Alternatively, the Company, any underwriter or any dealer participating in the offering will arrange to send you the base prospectus
and the Preliminary Prospectus Supplement if you request it by calling Keefe, Bruyette & Woods, Inc. toll-free at (800) 966-1559.
This
Pricing Term Sheet is qualified in its entirety by reference to the Preliminary Prospectus Supplement. The information in this Pricing
Term Sheet supplements the Preliminary Prospectus Supplement and supersedes the information in the Preliminary Prospectus Supplement
to the extent it is inconsistent with the information in the Preliminary Prospectus Supplement.
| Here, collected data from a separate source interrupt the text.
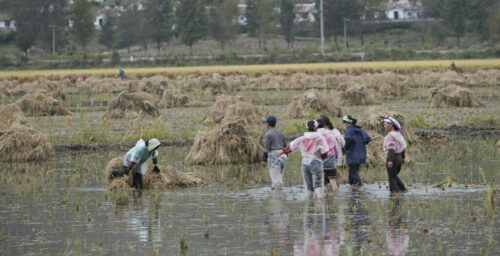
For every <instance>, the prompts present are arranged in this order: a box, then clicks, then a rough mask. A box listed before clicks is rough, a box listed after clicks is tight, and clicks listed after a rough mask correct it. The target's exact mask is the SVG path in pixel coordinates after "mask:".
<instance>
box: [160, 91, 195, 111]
mask: <svg viewBox="0 0 500 256" xmlns="http://www.w3.org/2000/svg"><path fill="white" fill-rule="evenodd" d="M188 102H189V96H187V95H186V94H182V93H181V92H179V91H175V90H171V89H165V90H164V91H163V96H162V99H161V103H160V104H161V105H162V106H164V107H167V108H175V107H182V106H185V105H186V104H187V103H188Z"/></svg>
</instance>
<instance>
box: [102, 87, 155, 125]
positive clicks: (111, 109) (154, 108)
mask: <svg viewBox="0 0 500 256" xmlns="http://www.w3.org/2000/svg"><path fill="white" fill-rule="evenodd" d="M141 114H143V115H150V116H158V115H159V111H158V105H157V104H156V103H155V99H154V97H153V96H152V95H151V94H149V93H146V92H134V93H129V92H126V91H124V92H121V93H120V94H118V96H116V97H115V98H113V99H112V100H111V102H110V103H109V105H108V109H107V111H106V114H105V116H107V117H110V118H123V117H125V116H128V115H136V116H140V115H141Z"/></svg>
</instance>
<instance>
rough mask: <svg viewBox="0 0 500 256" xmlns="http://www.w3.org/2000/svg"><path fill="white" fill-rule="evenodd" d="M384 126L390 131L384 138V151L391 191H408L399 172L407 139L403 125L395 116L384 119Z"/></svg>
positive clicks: (403, 160) (384, 126) (387, 129)
mask: <svg viewBox="0 0 500 256" xmlns="http://www.w3.org/2000/svg"><path fill="white" fill-rule="evenodd" d="M384 128H385V130H386V131H387V132H388V134H387V136H385V139H384V146H383V149H384V153H385V154H387V161H386V167H387V176H388V178H389V190H390V191H391V192H406V191H407V189H406V187H405V185H404V184H403V182H402V181H401V180H400V179H399V177H398V174H399V172H400V171H401V166H402V165H403V161H404V150H405V149H406V141H405V138H404V136H403V131H402V130H401V125H400V124H399V122H398V121H397V120H396V119H394V118H393V117H390V116H388V117H386V118H385V119H384Z"/></svg>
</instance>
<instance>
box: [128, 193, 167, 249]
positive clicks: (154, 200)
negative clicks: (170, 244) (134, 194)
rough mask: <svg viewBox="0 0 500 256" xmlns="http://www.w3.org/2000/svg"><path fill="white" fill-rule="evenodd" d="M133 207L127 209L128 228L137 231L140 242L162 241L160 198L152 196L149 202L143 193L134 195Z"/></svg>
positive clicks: (137, 235)
mask: <svg viewBox="0 0 500 256" xmlns="http://www.w3.org/2000/svg"><path fill="white" fill-rule="evenodd" d="M134 197H135V198H134V201H133V209H132V210H129V209H125V216H126V224H127V227H126V229H127V230H129V231H132V232H133V233H135V234H136V235H137V237H138V241H140V242H155V243H157V242H161V241H162V235H161V233H160V226H161V221H160V219H161V216H160V214H159V208H160V202H159V198H155V197H151V198H150V199H149V202H145V200H147V199H146V198H143V197H142V194H141V193H138V194H135V195H134Z"/></svg>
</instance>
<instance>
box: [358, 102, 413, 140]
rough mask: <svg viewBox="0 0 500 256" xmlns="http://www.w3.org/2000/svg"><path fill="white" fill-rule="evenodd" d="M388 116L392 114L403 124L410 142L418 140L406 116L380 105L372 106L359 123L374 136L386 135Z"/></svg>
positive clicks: (384, 135) (405, 138) (364, 115)
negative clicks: (385, 122) (406, 121)
mask: <svg viewBox="0 0 500 256" xmlns="http://www.w3.org/2000/svg"><path fill="white" fill-rule="evenodd" d="M387 116H392V117H394V118H395V119H396V120H398V122H399V123H400V124H401V126H402V129H403V134H404V137H405V139H406V142H407V143H408V144H412V143H414V142H416V140H417V137H416V135H415V133H414V132H413V129H412V128H411V126H410V124H408V123H407V122H406V118H405V116H403V115H402V114H400V113H398V112H395V111H388V110H385V109H382V108H380V107H372V108H370V109H369V110H368V111H367V112H366V113H365V115H364V116H363V117H362V118H361V119H359V122H358V124H359V125H360V126H361V127H363V130H365V131H366V132H367V133H368V134H369V135H370V136H371V137H372V138H373V137H376V136H382V137H385V135H386V134H387V132H386V131H385V129H384V124H383V121H384V119H385V118H386V117H387Z"/></svg>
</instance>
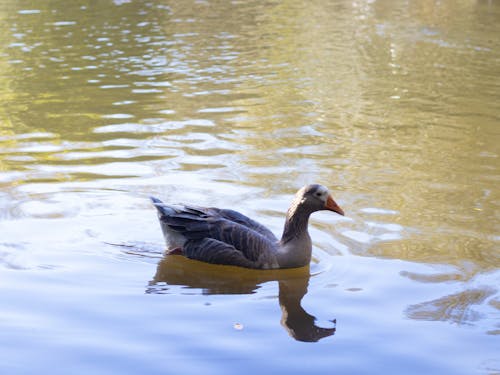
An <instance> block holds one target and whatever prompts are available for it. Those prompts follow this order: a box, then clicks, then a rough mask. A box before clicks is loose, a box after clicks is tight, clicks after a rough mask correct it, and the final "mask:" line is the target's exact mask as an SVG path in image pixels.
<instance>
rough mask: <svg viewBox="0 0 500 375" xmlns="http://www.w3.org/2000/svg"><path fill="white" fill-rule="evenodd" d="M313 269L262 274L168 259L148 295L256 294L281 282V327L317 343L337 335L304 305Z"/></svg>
mask: <svg viewBox="0 0 500 375" xmlns="http://www.w3.org/2000/svg"><path fill="white" fill-rule="evenodd" d="M309 277H310V273H309V267H303V268H300V269H290V270H276V271H270V270H266V271H260V270H251V269H245V268H237V267H228V266H218V265H212V264H206V263H202V262H197V261H192V260H189V259H186V258H184V257H182V256H176V255H168V256H165V257H164V258H163V259H162V260H161V261H160V263H158V267H157V270H156V274H155V275H154V278H153V280H152V281H151V282H150V283H149V286H148V289H147V292H148V293H168V290H169V286H172V285H181V286H185V287H187V288H196V289H201V290H202V293H203V294H247V293H255V291H256V290H257V289H258V288H259V287H260V285H261V284H262V283H265V282H269V281H278V284H279V303H280V307H281V311H282V316H281V324H282V325H283V327H284V328H285V329H286V330H287V331H288V333H289V334H290V336H291V337H293V338H294V339H296V340H299V341H307V342H316V341H319V340H321V339H322V338H324V337H328V336H331V335H333V334H334V333H335V330H336V328H335V323H336V322H335V320H332V323H333V325H334V326H333V327H331V328H323V327H319V326H317V325H316V324H315V322H316V318H315V317H314V316H312V315H310V314H308V313H307V312H306V311H305V310H304V309H303V308H302V306H301V300H302V298H303V297H304V295H305V294H306V293H307V286H308V283H309Z"/></svg>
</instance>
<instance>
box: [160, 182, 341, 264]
mask: <svg viewBox="0 0 500 375" xmlns="http://www.w3.org/2000/svg"><path fill="white" fill-rule="evenodd" d="M151 200H152V202H153V204H154V206H155V207H156V209H157V210H158V218H159V220H160V226H161V229H162V232H163V235H164V237H165V241H166V244H167V250H166V254H180V255H184V256H185V257H187V258H190V259H196V260H199V261H203V262H208V263H213V264H222V265H232V266H239V267H246V268H255V269H277V268H297V267H303V266H306V265H308V264H309V263H310V261H311V253H312V243H311V237H310V236H309V233H308V231H307V226H308V221H309V216H310V215H311V214H312V213H313V212H316V211H320V210H329V211H333V212H336V213H337V214H339V215H344V211H343V210H342V209H341V208H340V207H339V205H338V204H337V203H336V202H335V201H334V200H333V198H332V196H331V195H330V192H329V191H328V189H327V188H326V187H325V186H323V185H319V184H311V185H307V186H304V187H303V188H301V189H300V190H299V191H298V192H297V193H296V194H295V198H294V199H293V201H292V203H291V205H290V208H289V209H288V212H287V215H286V219H285V226H284V229H283V235H282V236H281V239H280V240H278V239H277V238H276V237H275V236H274V234H273V233H272V232H271V231H270V230H269V229H267V228H266V227H264V226H263V225H262V224H259V223H258V222H256V221H254V220H252V219H250V218H249V217H247V216H245V215H243V214H241V213H239V212H237V211H234V210H231V209H220V208H215V207H199V206H194V205H185V204H165V203H163V202H162V201H161V200H159V199H157V198H154V197H151Z"/></svg>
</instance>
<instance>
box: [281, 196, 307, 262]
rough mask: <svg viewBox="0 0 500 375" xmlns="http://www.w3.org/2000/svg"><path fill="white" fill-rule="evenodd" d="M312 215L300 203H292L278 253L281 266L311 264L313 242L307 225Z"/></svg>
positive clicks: (285, 222)
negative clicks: (311, 243)
mask: <svg viewBox="0 0 500 375" xmlns="http://www.w3.org/2000/svg"><path fill="white" fill-rule="evenodd" d="M310 215H311V212H308V211H306V210H304V208H303V207H302V206H300V205H292V207H290V209H289V210H288V213H287V216H286V220H285V227H284V229H283V235H282V237H281V241H280V246H279V251H278V254H277V256H278V263H279V264H280V267H284V268H286V267H302V266H305V265H307V264H309V262H310V260H311V252H312V244H311V237H309V233H308V231H307V225H308V221H309V216H310Z"/></svg>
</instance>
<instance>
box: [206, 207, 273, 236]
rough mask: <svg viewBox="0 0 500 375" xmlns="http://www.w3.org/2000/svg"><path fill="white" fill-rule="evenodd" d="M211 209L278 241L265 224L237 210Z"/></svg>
mask: <svg viewBox="0 0 500 375" xmlns="http://www.w3.org/2000/svg"><path fill="white" fill-rule="evenodd" d="M209 210H210V211H215V212H217V213H218V214H219V215H220V216H221V217H224V218H225V219H228V220H230V221H233V222H235V223H237V224H241V225H244V226H245V227H247V228H250V229H252V230H254V231H256V232H258V233H260V234H261V235H263V236H264V237H266V238H268V239H269V240H270V241H278V239H277V238H276V236H275V235H274V234H273V232H271V231H270V230H269V229H267V228H266V227H265V226H263V225H262V224H260V223H258V222H256V221H255V220H252V219H250V218H249V217H248V216H245V215H243V214H240V213H239V212H237V211H234V210H227V209H220V208H209Z"/></svg>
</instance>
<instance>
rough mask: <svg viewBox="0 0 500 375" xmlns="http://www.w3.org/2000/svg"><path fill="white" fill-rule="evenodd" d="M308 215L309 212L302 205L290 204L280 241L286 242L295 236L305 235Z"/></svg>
mask: <svg viewBox="0 0 500 375" xmlns="http://www.w3.org/2000/svg"><path fill="white" fill-rule="evenodd" d="M310 215H311V213H310V212H307V211H306V210H304V208H303V207H301V206H295V205H292V206H291V207H290V209H289V210H288V212H287V214H286V220H285V227H284V228H283V235H282V236H281V243H282V244H286V243H288V242H290V241H293V240H294V239H295V238H297V237H300V236H303V235H306V234H307V226H308V223H309V216H310Z"/></svg>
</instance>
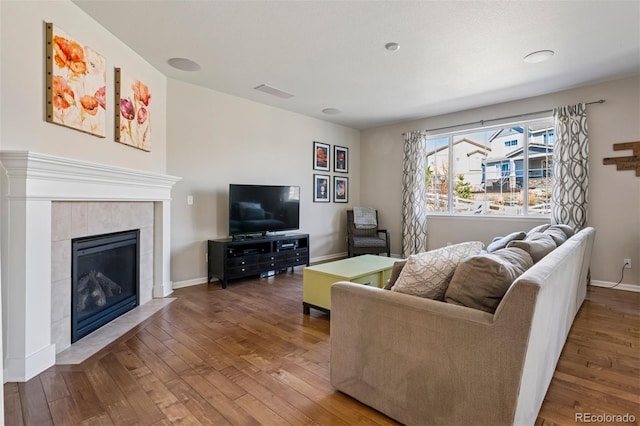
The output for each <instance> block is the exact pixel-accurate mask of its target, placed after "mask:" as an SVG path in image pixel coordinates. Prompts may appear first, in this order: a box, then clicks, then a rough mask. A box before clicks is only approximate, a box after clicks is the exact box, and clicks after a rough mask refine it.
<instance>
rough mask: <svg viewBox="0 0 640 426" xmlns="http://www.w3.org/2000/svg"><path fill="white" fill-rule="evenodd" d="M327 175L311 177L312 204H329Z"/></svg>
mask: <svg viewBox="0 0 640 426" xmlns="http://www.w3.org/2000/svg"><path fill="white" fill-rule="evenodd" d="M330 180H331V179H330V176H329V175H313V202H314V203H328V202H329V191H330V190H329V182H330Z"/></svg>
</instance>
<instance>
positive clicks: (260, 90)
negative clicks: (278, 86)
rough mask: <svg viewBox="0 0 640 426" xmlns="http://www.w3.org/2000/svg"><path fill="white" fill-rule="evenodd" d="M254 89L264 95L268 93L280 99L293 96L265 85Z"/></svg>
mask: <svg viewBox="0 0 640 426" xmlns="http://www.w3.org/2000/svg"><path fill="white" fill-rule="evenodd" d="M254 89H256V90H259V91H261V92H264V93H268V94H270V95H273V96H277V97H279V98H282V99H289V98H292V97H293V95H292V94H291V93H287V92H283V91H282V90H280V89H276V88H275V87H271V86H267V85H266V84H261V85H260V86H257V87H254Z"/></svg>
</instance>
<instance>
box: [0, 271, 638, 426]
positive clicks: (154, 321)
mask: <svg viewBox="0 0 640 426" xmlns="http://www.w3.org/2000/svg"><path fill="white" fill-rule="evenodd" d="M172 296H175V297H177V300H176V301H174V302H173V303H171V304H169V305H168V306H166V307H165V308H163V310H162V311H160V312H158V313H157V314H155V315H154V316H153V317H151V318H150V319H148V320H147V321H145V322H144V323H142V324H141V325H139V326H138V327H137V328H135V329H134V330H132V331H131V332H129V333H127V334H126V335H125V336H123V337H122V338H120V339H118V340H117V341H116V342H114V343H113V344H112V345H110V346H109V347H107V348H105V349H104V350H102V351H101V352H99V353H98V354H96V355H95V356H93V357H92V358H90V359H89V360H87V361H85V362H84V363H82V364H80V365H76V366H54V367H52V368H50V369H48V370H47V371H45V372H44V373H42V374H40V375H39V376H37V377H35V378H33V379H32V380H30V381H29V382H27V383H7V384H5V385H4V392H5V424H6V425H23V424H25V425H38V426H40V425H51V424H55V425H81V424H86V425H133V424H142V425H167V424H175V423H179V424H185V425H192V424H195V425H197V424H208V425H225V424H232V425H254V424H262V425H285V424H291V425H302V424H317V425H328V424H331V425H352V424H369V425H374V424H377V425H391V424H397V423H395V422H394V421H393V420H391V419H389V418H387V417H385V416H384V415H382V414H380V413H378V412H376V411H375V410H372V409H370V408H368V407H366V406H364V405H362V404H360V403H358V402H357V401H355V400H353V399H351V398H350V397H348V396H346V395H344V394H341V393H339V392H336V391H334V389H333V388H332V387H331V384H330V383H329V345H330V343H329V318H328V316H326V315H324V314H322V313H320V312H318V311H315V310H312V311H311V315H310V316H305V315H302V270H301V269H300V268H297V269H296V271H295V272H294V273H288V274H282V275H277V276H275V277H270V278H265V279H258V278H256V279H250V280H244V281H235V282H231V283H230V284H229V287H228V289H226V290H222V289H221V288H220V285H219V284H217V283H215V284H211V285H206V284H203V285H198V286H193V287H188V288H183V289H178V290H176V291H175V292H174V294H173V295H172ZM587 297H588V300H587V301H586V302H585V304H584V305H583V307H582V309H581V310H580V312H579V314H578V317H577V319H576V321H575V323H574V326H573V328H572V330H571V333H570V336H569V339H568V341H567V344H566V346H565V349H564V352H563V354H562V356H561V358H560V361H559V364H558V368H557V370H556V373H555V376H554V378H553V381H552V383H551V386H550V388H549V391H548V393H547V397H546V399H545V402H544V404H543V406H542V409H541V411H540V414H539V418H538V421H537V422H536V423H537V424H538V425H552V424H562V425H564V424H574V423H575V420H576V413H585V414H586V413H590V414H591V415H593V416H597V415H602V414H609V415H614V414H615V415H623V414H626V413H629V414H630V415H633V416H635V424H637V423H638V421H639V420H638V419H639V418H640V409H639V407H640V379H639V378H640V350H639V346H640V315H639V313H638V312H640V293H631V292H625V291H619V290H611V289H602V288H590V290H589V294H588V296H587ZM632 424H633V423H632Z"/></svg>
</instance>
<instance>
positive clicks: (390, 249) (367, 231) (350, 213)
mask: <svg viewBox="0 0 640 426" xmlns="http://www.w3.org/2000/svg"><path fill="white" fill-rule="evenodd" d="M376 222H378V211H377V210H376ZM378 223H379V222H378ZM347 241H348V243H349V249H348V255H349V257H353V256H357V255H359V254H380V253H386V254H387V257H391V245H390V244H391V242H390V240H389V231H387V230H386V229H379V228H373V229H356V225H355V223H354V222H353V210H347Z"/></svg>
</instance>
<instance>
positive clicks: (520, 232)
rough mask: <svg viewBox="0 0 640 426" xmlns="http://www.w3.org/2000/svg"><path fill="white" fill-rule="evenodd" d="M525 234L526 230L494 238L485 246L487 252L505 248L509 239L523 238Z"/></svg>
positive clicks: (526, 233) (494, 250) (509, 241)
mask: <svg viewBox="0 0 640 426" xmlns="http://www.w3.org/2000/svg"><path fill="white" fill-rule="evenodd" d="M526 236H527V233H526V232H523V231H519V232H512V233H511V234H509V235H507V236H505V237H498V238H494V239H493V241H492V242H491V244H489V246H487V252H488V253H493V252H494V251H496V250H500V249H501V248H505V247H506V246H507V244H509V243H510V242H511V241H516V240H524V239H525V237H526Z"/></svg>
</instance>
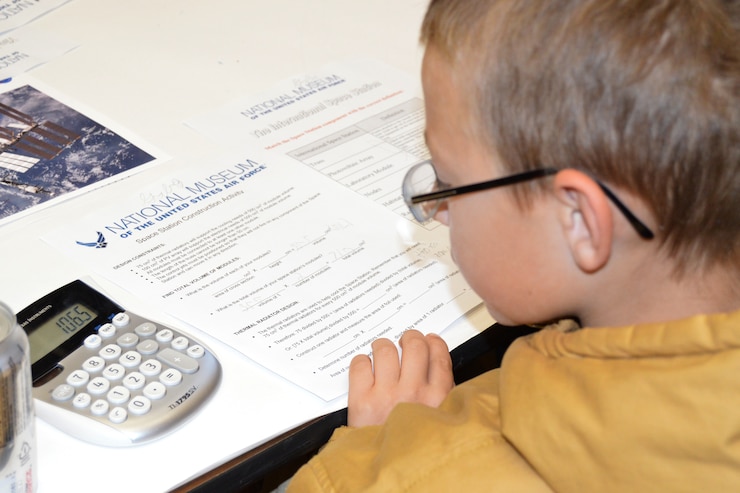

Other information (including other financial
information) presented in the Preliminary Prospectus Supplement is deemed to have changed to the extent affected by the information contained
herein. Capitalized terms used in this Pricing Term Sheet but not defined have the meanings given them in the Preliminary Prospectus
Supplement.
ANY
DISCLAIMERS OR OTHER NOTICES THAT MAY APPEAR BELOW ARE NOT APPLICABLE TO THIS COMMUNICATION AND SHOULD BE DISREGARDED. SUCH DISCLAIMERS
OR OTHER NOTICES WERE AUTOMATICALLY GENERATED AS A RESULT OF THIS COMMUNICATION BEING SENT VIA BLOOMBERG OR ANOTHER EMAIL SYSTEM.